Outsourcing work and using consultants can be beneficial in many situations. Whether an organization lacks the proper professionals, is looking for outside-the-box ideas, worries of impartiality, or lacks the proper technology, there are many voids outsourced work can help fill.

Outside of the traditional reasons to outsource work (e.g. no internal know-how), my research led me to several unique ideas. Accessibility of an application could be a large challenge to many of the mobile AR apps we are producing. While most of us have a basic understanding of technology related accessibility issues, the divers and broad accessibility standards and laws are complex and confusing. If we were to sell our application to a government agency, would be meeting appropriate compliance (such as 508)? Outsourcing user experience research in the accessibility arena is not one I had previous thought about.

My user experience research also led me to unique technologies used in the user experience field. Eye tracking is a highly specialized technology that uses cameras to track eye movement on an application. This Youtube video produced by the User Experience consulting company Etre shows how the process works: .  Most small to medium companies (even ones with in-house user experience experts) do not have this type of technology, but could definitely benefit from better understanding reactions to their user interface.

Additionally, organizations might have internal politics at play. I have worked with developers who take  criticism (even very positive criticism) very personally.  Etre does an excellent job of describing the work they do in this sound-bite “internal politics often crush objectivity.” Using a consultant would help to deliver “unbiased” results free from office politics.

While outsourcing user experience work can help solve many problems, managing the work to be outsourced is extremely important. As Kuniavsky explains on page 448, consultants cannot perform miracles. Rather, timing is extremely important. Outsourcing a product before it is complete (riddled with bugs or not yet complete) could yield useless results. Try to send out a product at the last minute and will find it hard to solidify a proper understanding of the product with the consultant.     

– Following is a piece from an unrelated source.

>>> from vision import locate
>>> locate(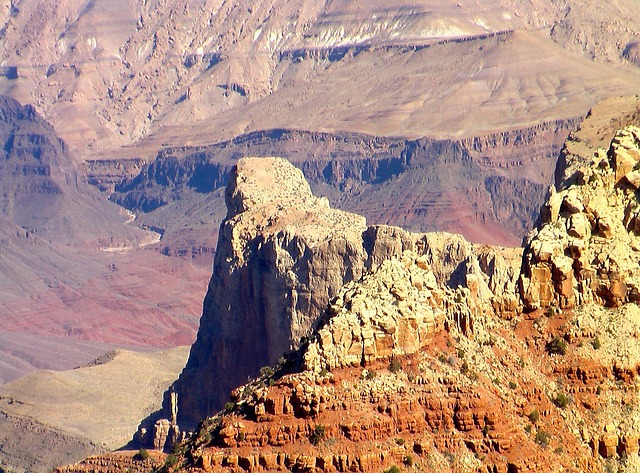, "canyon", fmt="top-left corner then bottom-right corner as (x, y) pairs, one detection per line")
(0, 0), (640, 471)
(57, 97), (640, 473)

Also we must be sure we know what we want. A consultant can help us better hone in on our needs, but  as Kuniavisky said “calling a user test a focus group is more than just a faux pa.” Confusion can reign and inadequate results can be delivered when we do not know what we want or need. 

I’m wondering what ideas other groups have regarding outsourcing their UE work. Do you think your UE findings would differ? What resources would you take advantage of that you do not have available in-house? What would some of the downfalls to outsourcing the UE work?

References and Resources:

Kuniavsky, M. (2003).  Observing The User Experience.  San Francisco, CA: Morgan Kaufmann.



  1. One of the most challenging aspects of our group’s usability test is actually gathering a representative sample of our audience to participate. If I were looking to outsource our UI efforts it would probably be during the testing phase. In our case, where our audience is more of a demographic and not necessarily a specific group of people, I see the value in outsourcing to a service that can not only conduct a usability test but also provide the participants – like Etre.

  2. I definitely think that if we were to outsource our ideas for usability design and testing it would differ. First of all I highly doubt that there would be a company that would take on and idea that is not designed into an actionable prototype with as much functionality as possible. So the first thing would be that for many of our designs we would have to outsource to prototype in order to outsource to test things. This is why doing things in- house is sometimes better because you are not switching paradigms between companies. Between the main company and an outsourcer it is possible to have different design methodologies and evaluations done then the originator intended. As we have seen in the Kuniavsky and other articles usability and design research comes in many forms and sizes. In short outsourcing is ok but you have to realize that the results, expectations and evaluation methods of the outsourcing team may differ from your own way of doing things.